In a recent couple of posts (here and here), Johnnie Moore explains why he so dislikes panel sessions at meetings and conferences. And why these – like other formats that marginalize ‘audience’ participation - fall so far short of common-or-garden conversation as an effective and engaging mode of communication.
“They [the audience] probably deep down want conversation, but the whole format deprives them of it. Starved of relationship, of course they struggle to relate successfully to others in the room.
I'll go a bit further with this. The panellists themselves probably want a conversation too, but are onstage and self-conscious, so they give a performance of a conversation instead of having
a real one.”
I agree wholeheartedly with Moore on this. And with the general thrust of his argument.
Such ‘broadcasts’ act solely as invitations for people to have conversations with each other – although this is usually an unspoken (and probably unrecognized) role. It’s in the give-and-take of ordinary, everyday conversation, that real communication happens. As Moore again observes,
“When finally we break for drinks and the ability to converse in small groups, the energy level just shoots up.”

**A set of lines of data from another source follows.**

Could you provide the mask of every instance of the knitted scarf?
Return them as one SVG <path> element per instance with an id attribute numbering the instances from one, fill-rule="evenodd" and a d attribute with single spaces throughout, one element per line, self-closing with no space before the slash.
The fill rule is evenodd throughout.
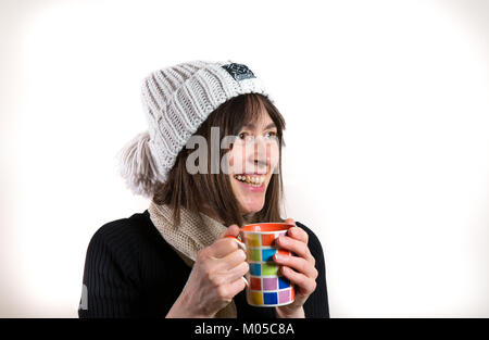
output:
<path id="1" fill-rule="evenodd" d="M 159 205 L 151 201 L 148 211 L 151 222 L 161 236 L 189 267 L 193 266 L 199 250 L 214 243 L 227 230 L 227 227 L 220 222 L 200 213 L 204 222 L 202 225 L 199 216 L 184 207 L 180 209 L 180 224 L 175 227 L 173 225 L 173 210 L 170 206 Z M 234 301 L 215 315 L 215 317 L 225 318 L 236 318 L 236 316 Z"/>

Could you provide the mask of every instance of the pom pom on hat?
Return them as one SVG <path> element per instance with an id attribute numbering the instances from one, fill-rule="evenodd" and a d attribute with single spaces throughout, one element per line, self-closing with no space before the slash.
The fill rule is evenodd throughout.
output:
<path id="1" fill-rule="evenodd" d="M 248 66 L 231 61 L 192 61 L 148 75 L 141 100 L 149 130 L 136 136 L 118 154 L 127 187 L 152 198 L 202 122 L 225 101 L 251 92 L 272 100 Z"/>
<path id="2" fill-rule="evenodd" d="M 148 131 L 137 135 L 120 152 L 121 176 L 137 194 L 151 198 L 158 182 L 158 169 L 149 149 Z"/>

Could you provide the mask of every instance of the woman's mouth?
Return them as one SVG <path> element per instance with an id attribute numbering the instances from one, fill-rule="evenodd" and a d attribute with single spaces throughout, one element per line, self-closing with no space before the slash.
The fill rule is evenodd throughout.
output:
<path id="1" fill-rule="evenodd" d="M 254 188 L 260 188 L 265 182 L 264 175 L 235 175 L 235 179 L 239 180 L 242 184 L 249 185 Z"/>

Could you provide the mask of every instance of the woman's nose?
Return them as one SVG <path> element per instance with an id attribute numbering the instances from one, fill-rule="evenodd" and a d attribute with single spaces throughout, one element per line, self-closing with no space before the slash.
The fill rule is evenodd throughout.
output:
<path id="1" fill-rule="evenodd" d="M 263 171 L 266 173 L 269 160 L 269 146 L 262 137 L 254 139 L 253 152 L 251 152 L 250 158 L 259 172 Z"/>

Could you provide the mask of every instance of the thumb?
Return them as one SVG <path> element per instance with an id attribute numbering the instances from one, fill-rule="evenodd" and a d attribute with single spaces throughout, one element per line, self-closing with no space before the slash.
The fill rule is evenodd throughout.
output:
<path id="1" fill-rule="evenodd" d="M 234 236 L 234 237 L 238 237 L 239 236 L 239 227 L 235 224 L 230 225 L 226 231 L 223 232 L 223 235 L 221 235 L 221 238 L 225 238 L 226 236 Z"/>

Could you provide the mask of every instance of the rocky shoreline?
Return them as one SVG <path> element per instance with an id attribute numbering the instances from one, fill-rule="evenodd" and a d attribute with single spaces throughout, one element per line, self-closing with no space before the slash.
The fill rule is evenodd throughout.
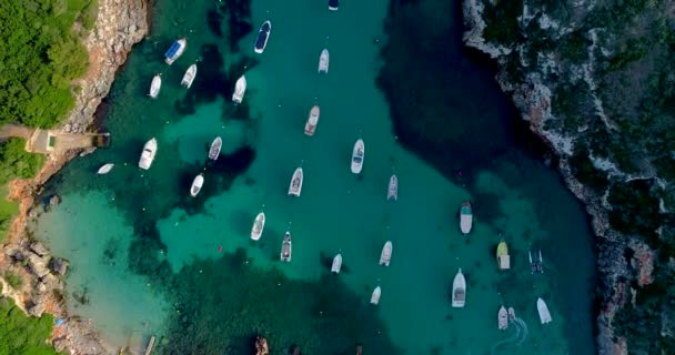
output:
<path id="1" fill-rule="evenodd" d="M 149 0 L 99 0 L 94 29 L 83 41 L 89 52 L 89 70 L 73 82 L 78 88 L 75 106 L 64 120 L 62 131 L 80 133 L 92 129 L 94 113 L 108 95 L 117 71 L 124 64 L 133 44 L 148 34 L 148 10 Z M 27 230 L 29 220 L 60 202 L 54 196 L 46 205 L 37 203 L 34 199 L 41 193 L 42 185 L 81 153 L 84 152 L 51 154 L 33 179 L 10 183 L 9 199 L 18 201 L 20 206 L 0 253 L 0 267 L 20 275 L 23 284 L 16 291 L 3 284 L 2 290 L 28 314 L 41 316 L 47 312 L 61 320 L 52 334 L 57 351 L 67 349 L 73 355 L 117 354 L 117 349 L 105 344 L 89 322 L 69 317 L 61 293 L 68 261 L 51 256 L 42 244 L 31 241 Z"/>

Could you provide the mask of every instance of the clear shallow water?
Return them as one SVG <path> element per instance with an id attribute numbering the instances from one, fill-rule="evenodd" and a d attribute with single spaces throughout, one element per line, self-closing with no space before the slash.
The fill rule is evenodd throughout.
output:
<path id="1" fill-rule="evenodd" d="M 422 13 L 434 13 L 431 1 L 424 3 Z M 243 352 L 256 332 L 269 336 L 275 353 L 294 343 L 308 354 L 352 353 L 357 342 L 370 354 L 392 354 L 391 344 L 409 354 L 593 352 L 594 256 L 583 210 L 554 172 L 510 143 L 508 128 L 484 135 L 470 129 L 474 143 L 466 144 L 500 149 L 481 151 L 487 155 L 475 162 L 462 159 L 462 150 L 445 152 L 457 156 L 464 171 L 452 181 L 397 144 L 390 108 L 375 87 L 386 1 L 349 2 L 335 13 L 320 1 L 254 1 L 255 29 L 235 53 L 226 17 L 224 36 L 213 32 L 213 9 L 211 1 L 158 1 L 151 37 L 134 50 L 111 92 L 104 125 L 113 146 L 73 161 L 50 183 L 50 192 L 64 202 L 41 217 L 36 236 L 71 260 L 68 296 L 74 313 L 92 317 L 117 344 L 129 342 L 130 334 L 155 334 L 167 339 L 160 351 L 177 354 Z M 245 12 L 245 4 L 238 9 Z M 265 52 L 253 57 L 256 28 L 265 19 L 272 34 Z M 184 33 L 191 33 L 188 51 L 169 68 L 162 53 Z M 319 75 L 324 47 L 331 68 Z M 462 63 L 459 50 L 454 55 Z M 184 70 L 200 57 L 193 87 L 179 88 Z M 244 104 L 233 106 L 232 87 L 244 65 Z M 488 78 L 472 77 L 471 67 L 463 70 L 459 87 L 462 80 L 474 87 Z M 149 100 L 147 88 L 160 71 L 162 91 Z M 419 84 L 402 82 L 401 90 Z M 490 100 L 496 106 L 504 101 L 492 82 L 484 90 L 473 104 L 446 90 L 456 104 L 439 114 L 504 120 L 503 112 L 481 109 Z M 302 130 L 314 103 L 321 119 L 316 134 L 308 138 Z M 205 164 L 216 134 L 223 136 L 223 155 Z M 141 172 L 138 155 L 151 136 L 160 142 L 158 158 Z M 349 171 L 359 138 L 366 151 L 362 176 Z M 105 162 L 115 169 L 95 176 Z M 305 181 L 302 196 L 291 199 L 286 190 L 296 166 Z M 191 199 L 188 190 L 199 172 L 205 185 Z M 392 172 L 401 185 L 395 203 L 385 201 Z M 460 234 L 457 220 L 466 199 L 475 214 L 469 239 Z M 250 227 L 261 210 L 265 231 L 253 243 Z M 281 264 L 289 227 L 293 262 Z M 503 274 L 494 261 L 500 233 L 513 264 Z M 394 245 L 392 264 L 381 267 L 387 240 Z M 544 275 L 530 274 L 531 244 L 543 251 Z M 326 278 L 338 252 L 343 273 Z M 469 283 L 463 310 L 451 308 L 449 300 L 457 267 Z M 371 307 L 376 285 L 382 298 Z M 72 296 L 84 287 L 89 304 L 81 305 Z M 554 318 L 546 326 L 538 324 L 538 296 Z M 513 338 L 515 326 L 496 329 L 501 304 L 515 308 L 527 325 L 526 338 L 520 327 Z"/>

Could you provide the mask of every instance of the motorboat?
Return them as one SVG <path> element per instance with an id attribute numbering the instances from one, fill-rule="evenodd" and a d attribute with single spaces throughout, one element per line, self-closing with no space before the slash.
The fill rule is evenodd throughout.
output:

If such conversations reflect and endorse the broad thrust of ‘the message’, action is likely to proceed broadly in line with the ways intended – although outcomes might not! If though, as is often the case, other themes emerge through the conversational process, then it is these that will shape people’s ongoing interactions and responses.
Communication is a relational practice. And no amount of staging – whether through crafting the content, polishing the presentation or perfecting the performance - can create the conditions for this to take place. And so, as regards leadership communication (and to paraphrase Lois Kelly says in “Beyond Buzz”), the conversations are the work.